2-2 理論の対立
「教授、見てください!水は単一元素ではありません!二つの異なる元素の組み合わせなのです!」
隆は興奮して実験結果を説明した。しかし、マーカス教授の反応は冷ややかだった。
「君は何を言っているのかね?水は水だ。太古の昔から変わらぬ水の元素だ」
「でも実際に分解できました!そしてまた合成もできます!」
隆は実験を再現して見せた。
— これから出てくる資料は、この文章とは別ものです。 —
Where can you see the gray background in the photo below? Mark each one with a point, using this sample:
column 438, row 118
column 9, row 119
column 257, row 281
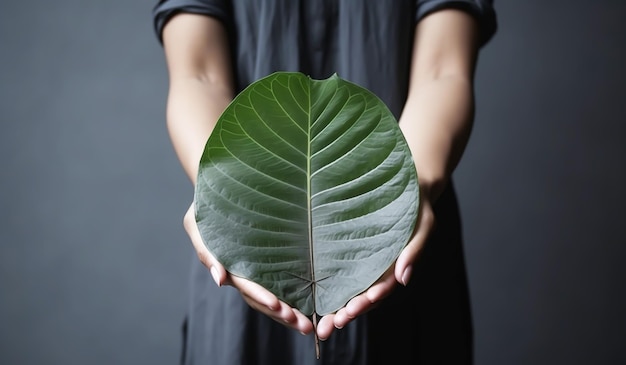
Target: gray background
column 93, row 258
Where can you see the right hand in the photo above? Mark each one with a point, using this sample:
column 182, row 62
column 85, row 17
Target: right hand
column 254, row 294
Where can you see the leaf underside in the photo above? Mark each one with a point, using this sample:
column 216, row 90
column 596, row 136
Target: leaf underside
column 307, row 187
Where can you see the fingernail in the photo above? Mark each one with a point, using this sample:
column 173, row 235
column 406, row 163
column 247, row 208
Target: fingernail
column 216, row 276
column 406, row 275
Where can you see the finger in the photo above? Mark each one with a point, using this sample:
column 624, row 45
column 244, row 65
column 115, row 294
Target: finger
column 325, row 326
column 257, row 293
column 218, row 272
column 404, row 263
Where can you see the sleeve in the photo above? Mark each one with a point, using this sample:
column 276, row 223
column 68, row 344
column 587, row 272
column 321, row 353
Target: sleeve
column 482, row 10
column 165, row 9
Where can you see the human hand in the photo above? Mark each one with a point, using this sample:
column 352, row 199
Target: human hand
column 399, row 273
column 254, row 294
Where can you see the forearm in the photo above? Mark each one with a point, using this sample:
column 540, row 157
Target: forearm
column 436, row 123
column 193, row 109
column 200, row 83
column 438, row 114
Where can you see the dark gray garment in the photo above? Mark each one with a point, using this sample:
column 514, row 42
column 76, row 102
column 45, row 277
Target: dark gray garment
column 368, row 42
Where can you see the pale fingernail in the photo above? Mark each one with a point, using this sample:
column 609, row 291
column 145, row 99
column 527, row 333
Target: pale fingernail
column 406, row 275
column 216, row 276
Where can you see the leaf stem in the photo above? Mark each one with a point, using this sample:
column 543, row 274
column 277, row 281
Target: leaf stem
column 317, row 339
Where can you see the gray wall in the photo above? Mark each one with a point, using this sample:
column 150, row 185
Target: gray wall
column 93, row 257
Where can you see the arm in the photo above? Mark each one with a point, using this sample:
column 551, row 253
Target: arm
column 436, row 122
column 200, row 88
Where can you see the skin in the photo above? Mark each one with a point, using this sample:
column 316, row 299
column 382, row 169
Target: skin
column 436, row 122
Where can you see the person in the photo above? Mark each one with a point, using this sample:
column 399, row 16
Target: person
column 419, row 57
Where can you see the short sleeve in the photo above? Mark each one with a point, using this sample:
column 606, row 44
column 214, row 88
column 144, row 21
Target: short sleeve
column 165, row 9
column 482, row 10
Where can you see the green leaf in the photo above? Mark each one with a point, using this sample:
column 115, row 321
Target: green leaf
column 308, row 188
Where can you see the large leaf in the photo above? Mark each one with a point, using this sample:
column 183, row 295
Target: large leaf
column 308, row 188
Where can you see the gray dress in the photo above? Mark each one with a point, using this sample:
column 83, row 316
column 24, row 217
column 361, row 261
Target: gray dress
column 368, row 42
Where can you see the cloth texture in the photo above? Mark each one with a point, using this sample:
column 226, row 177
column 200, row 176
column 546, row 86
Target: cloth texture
column 368, row 42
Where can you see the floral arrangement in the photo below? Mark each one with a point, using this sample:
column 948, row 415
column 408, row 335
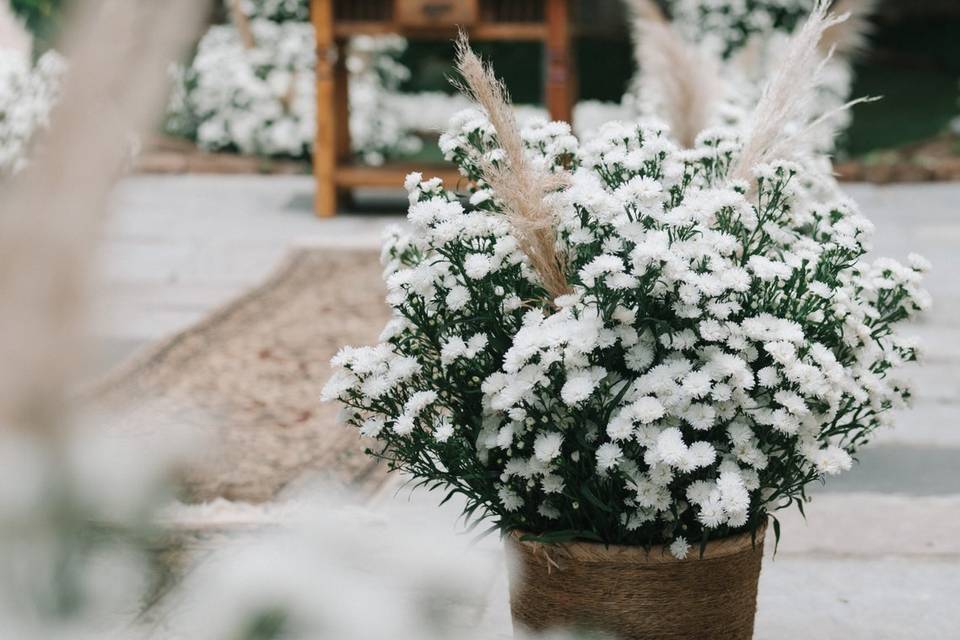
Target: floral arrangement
column 727, row 26
column 253, row 99
column 624, row 341
column 252, row 89
column 27, row 95
column 277, row 10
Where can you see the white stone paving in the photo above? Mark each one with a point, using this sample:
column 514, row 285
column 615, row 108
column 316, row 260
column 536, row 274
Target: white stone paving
column 871, row 561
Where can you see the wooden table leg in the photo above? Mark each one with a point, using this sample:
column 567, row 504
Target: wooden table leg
column 561, row 77
column 325, row 143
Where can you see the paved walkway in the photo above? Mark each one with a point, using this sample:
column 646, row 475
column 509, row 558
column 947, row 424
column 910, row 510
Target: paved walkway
column 879, row 555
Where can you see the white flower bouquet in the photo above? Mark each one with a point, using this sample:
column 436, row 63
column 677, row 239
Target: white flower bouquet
column 623, row 341
column 28, row 93
column 713, row 58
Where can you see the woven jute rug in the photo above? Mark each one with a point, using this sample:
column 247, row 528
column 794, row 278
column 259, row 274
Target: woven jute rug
column 246, row 382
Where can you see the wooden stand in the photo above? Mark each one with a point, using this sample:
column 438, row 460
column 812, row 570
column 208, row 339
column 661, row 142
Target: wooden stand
column 335, row 21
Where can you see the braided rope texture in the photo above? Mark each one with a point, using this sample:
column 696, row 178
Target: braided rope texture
column 632, row 593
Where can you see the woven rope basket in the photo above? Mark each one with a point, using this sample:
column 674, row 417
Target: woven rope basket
column 636, row 594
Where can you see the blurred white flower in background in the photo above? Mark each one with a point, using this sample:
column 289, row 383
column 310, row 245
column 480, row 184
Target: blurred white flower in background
column 28, row 91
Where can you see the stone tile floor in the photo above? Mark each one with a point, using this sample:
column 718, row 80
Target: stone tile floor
column 879, row 554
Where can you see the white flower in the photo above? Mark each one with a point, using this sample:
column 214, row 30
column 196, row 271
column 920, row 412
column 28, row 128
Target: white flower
column 403, row 425
column 547, row 446
column 457, row 298
column 477, row 265
column 680, row 548
column 372, row 427
column 509, row 499
column 443, row 431
column 608, row 456
column 579, row 386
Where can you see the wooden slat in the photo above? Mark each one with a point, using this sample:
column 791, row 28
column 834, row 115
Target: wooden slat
column 328, row 118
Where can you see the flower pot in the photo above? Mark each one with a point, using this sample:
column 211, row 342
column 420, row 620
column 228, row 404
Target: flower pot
column 634, row 594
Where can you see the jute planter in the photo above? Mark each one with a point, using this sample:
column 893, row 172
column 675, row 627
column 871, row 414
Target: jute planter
column 634, row 594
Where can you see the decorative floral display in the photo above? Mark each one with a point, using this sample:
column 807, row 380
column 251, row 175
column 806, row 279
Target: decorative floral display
column 252, row 99
column 259, row 97
column 27, row 95
column 727, row 26
column 277, row 10
column 706, row 340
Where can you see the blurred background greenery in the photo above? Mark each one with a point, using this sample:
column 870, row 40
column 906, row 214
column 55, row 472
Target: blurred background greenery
column 913, row 64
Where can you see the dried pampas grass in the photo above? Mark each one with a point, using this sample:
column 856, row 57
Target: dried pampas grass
column 521, row 187
column 52, row 212
column 850, row 38
column 787, row 96
column 686, row 81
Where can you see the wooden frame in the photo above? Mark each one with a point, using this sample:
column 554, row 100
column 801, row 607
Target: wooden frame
column 335, row 173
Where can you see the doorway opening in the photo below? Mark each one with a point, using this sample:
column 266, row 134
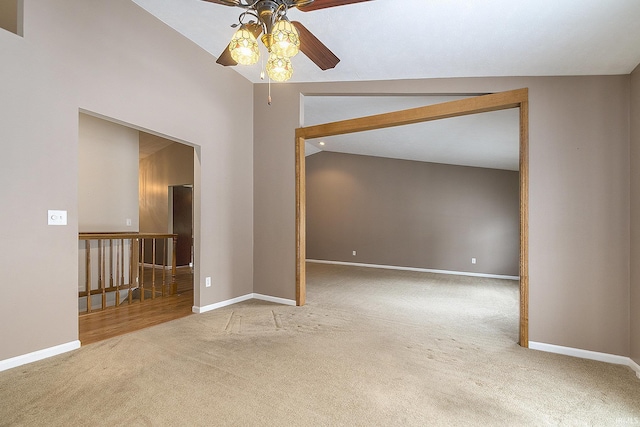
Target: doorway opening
column 480, row 104
column 139, row 208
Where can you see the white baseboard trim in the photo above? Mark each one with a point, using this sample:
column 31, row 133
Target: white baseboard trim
column 210, row 307
column 586, row 354
column 38, row 355
column 421, row 270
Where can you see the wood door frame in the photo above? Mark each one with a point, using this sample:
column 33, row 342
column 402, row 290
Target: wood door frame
column 518, row 98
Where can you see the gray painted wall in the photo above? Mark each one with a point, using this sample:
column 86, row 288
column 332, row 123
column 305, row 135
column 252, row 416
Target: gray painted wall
column 108, row 176
column 412, row 214
column 579, row 197
column 115, row 60
column 635, row 215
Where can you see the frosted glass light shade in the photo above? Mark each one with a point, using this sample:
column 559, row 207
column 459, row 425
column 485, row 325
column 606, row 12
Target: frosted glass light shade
column 279, row 68
column 285, row 39
column 244, row 47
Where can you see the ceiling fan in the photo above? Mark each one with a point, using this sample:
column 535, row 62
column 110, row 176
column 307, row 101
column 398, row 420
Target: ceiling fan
column 282, row 38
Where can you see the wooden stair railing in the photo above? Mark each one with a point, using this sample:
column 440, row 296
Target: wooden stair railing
column 119, row 264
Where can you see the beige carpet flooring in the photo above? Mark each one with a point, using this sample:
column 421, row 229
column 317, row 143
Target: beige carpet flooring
column 371, row 348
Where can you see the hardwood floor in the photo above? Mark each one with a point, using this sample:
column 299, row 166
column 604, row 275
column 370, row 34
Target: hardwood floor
column 100, row 325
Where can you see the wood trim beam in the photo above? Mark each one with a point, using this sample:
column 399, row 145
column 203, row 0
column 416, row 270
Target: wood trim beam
column 461, row 107
column 524, row 223
column 301, row 227
column 518, row 98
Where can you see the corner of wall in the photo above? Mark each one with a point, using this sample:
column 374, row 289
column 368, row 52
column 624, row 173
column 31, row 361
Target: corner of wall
column 634, row 151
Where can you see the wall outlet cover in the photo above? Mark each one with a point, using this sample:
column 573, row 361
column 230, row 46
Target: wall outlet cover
column 56, row 217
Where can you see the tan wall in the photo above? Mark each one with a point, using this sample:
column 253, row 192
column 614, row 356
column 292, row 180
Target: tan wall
column 412, row 214
column 579, row 198
column 172, row 165
column 635, row 215
column 113, row 59
column 108, row 176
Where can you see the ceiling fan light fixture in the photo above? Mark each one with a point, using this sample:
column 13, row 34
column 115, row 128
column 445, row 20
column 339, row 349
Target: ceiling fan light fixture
column 279, row 68
column 244, row 47
column 285, row 40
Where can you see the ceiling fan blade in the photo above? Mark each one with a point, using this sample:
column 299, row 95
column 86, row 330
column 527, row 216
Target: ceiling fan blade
column 225, row 2
column 323, row 4
column 225, row 57
column 315, row 49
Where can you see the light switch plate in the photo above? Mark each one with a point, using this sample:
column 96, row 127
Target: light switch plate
column 56, row 217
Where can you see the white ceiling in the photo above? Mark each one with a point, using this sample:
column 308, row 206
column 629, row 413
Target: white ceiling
column 489, row 140
column 393, row 39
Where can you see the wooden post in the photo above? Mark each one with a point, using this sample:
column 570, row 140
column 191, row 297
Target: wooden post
column 174, row 285
column 87, row 286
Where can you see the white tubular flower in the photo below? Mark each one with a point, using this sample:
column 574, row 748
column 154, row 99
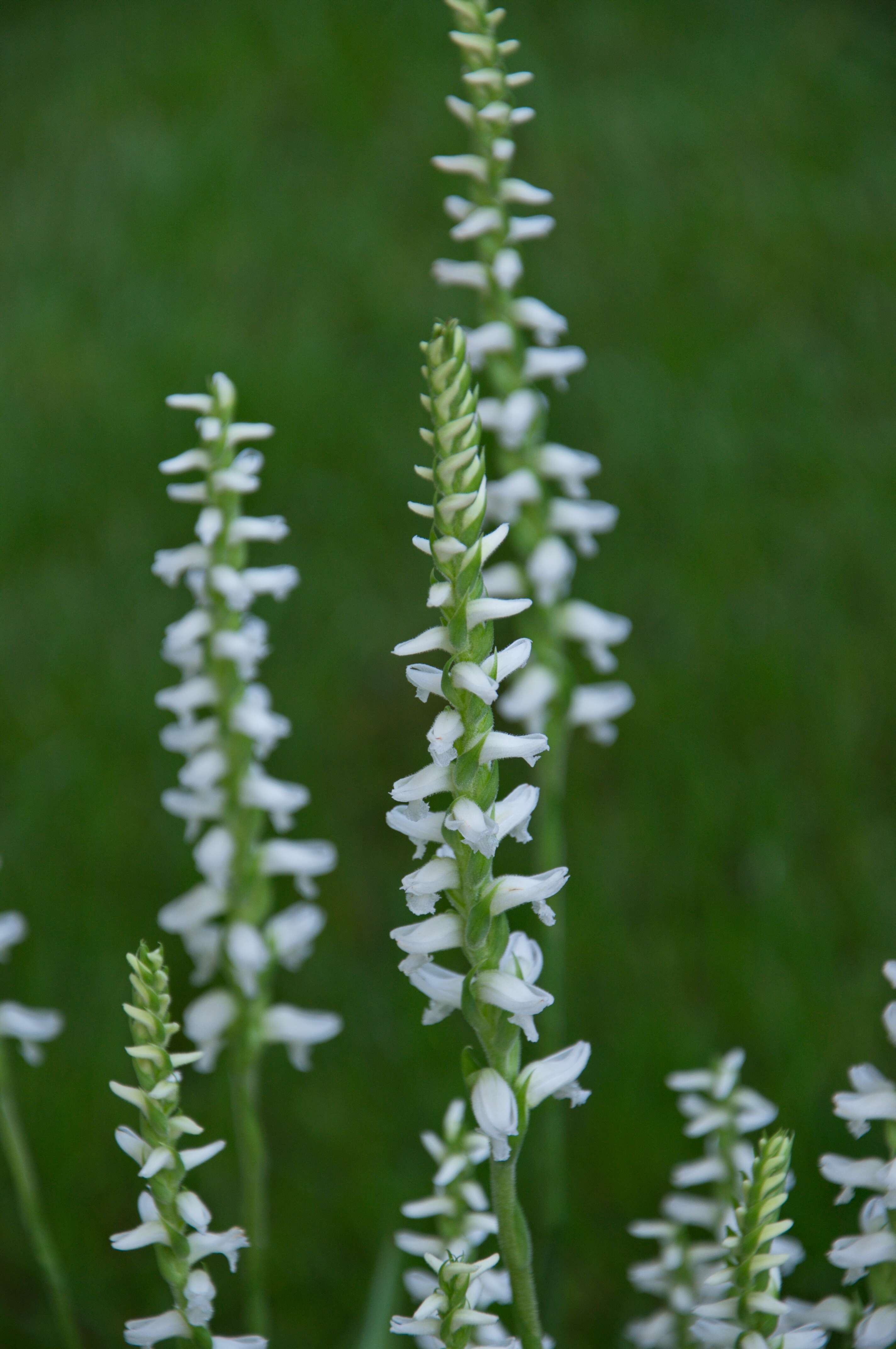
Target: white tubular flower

水が泡立ち、二種類の気体に分かれる様子を。
マーカス教授は困惑したが、頑固に首を振った。
「これは……何かの錯覚だろう。水の元素が一時的に変化しているだけだ。根本的には水は水なのだ」
「いえ、違います!物質の最小単位は原子と呼ばれる粒子で、それらが組み合わさって分子を作るんです!水は水素原子2個と酸素原子1個でできているんです!」
教授の顔が赤くなった。
「ばかばかしい!そんな目に見えない粒子の話など、何の証拠もない空想だ!君は魔法学院で何を学んでいるのかね!」
その時、実験室の扉が開いて数人の生徒が入ってきた。エリーザもその中にいた。
「あら、田中さん。朝早くから実験を?」
「エリーザさん、見てください!」
隆は再度実験を行った。水が分解され、二つの気体が発生する様子を、今度は複数の証人の前で実演した。
生徒たちは驚愕した。
「水が……分かれた?」
「こんな魔法見たことない……」
「これって、水魔法の新理論?」
しかし、マーカス教授は激怒していた。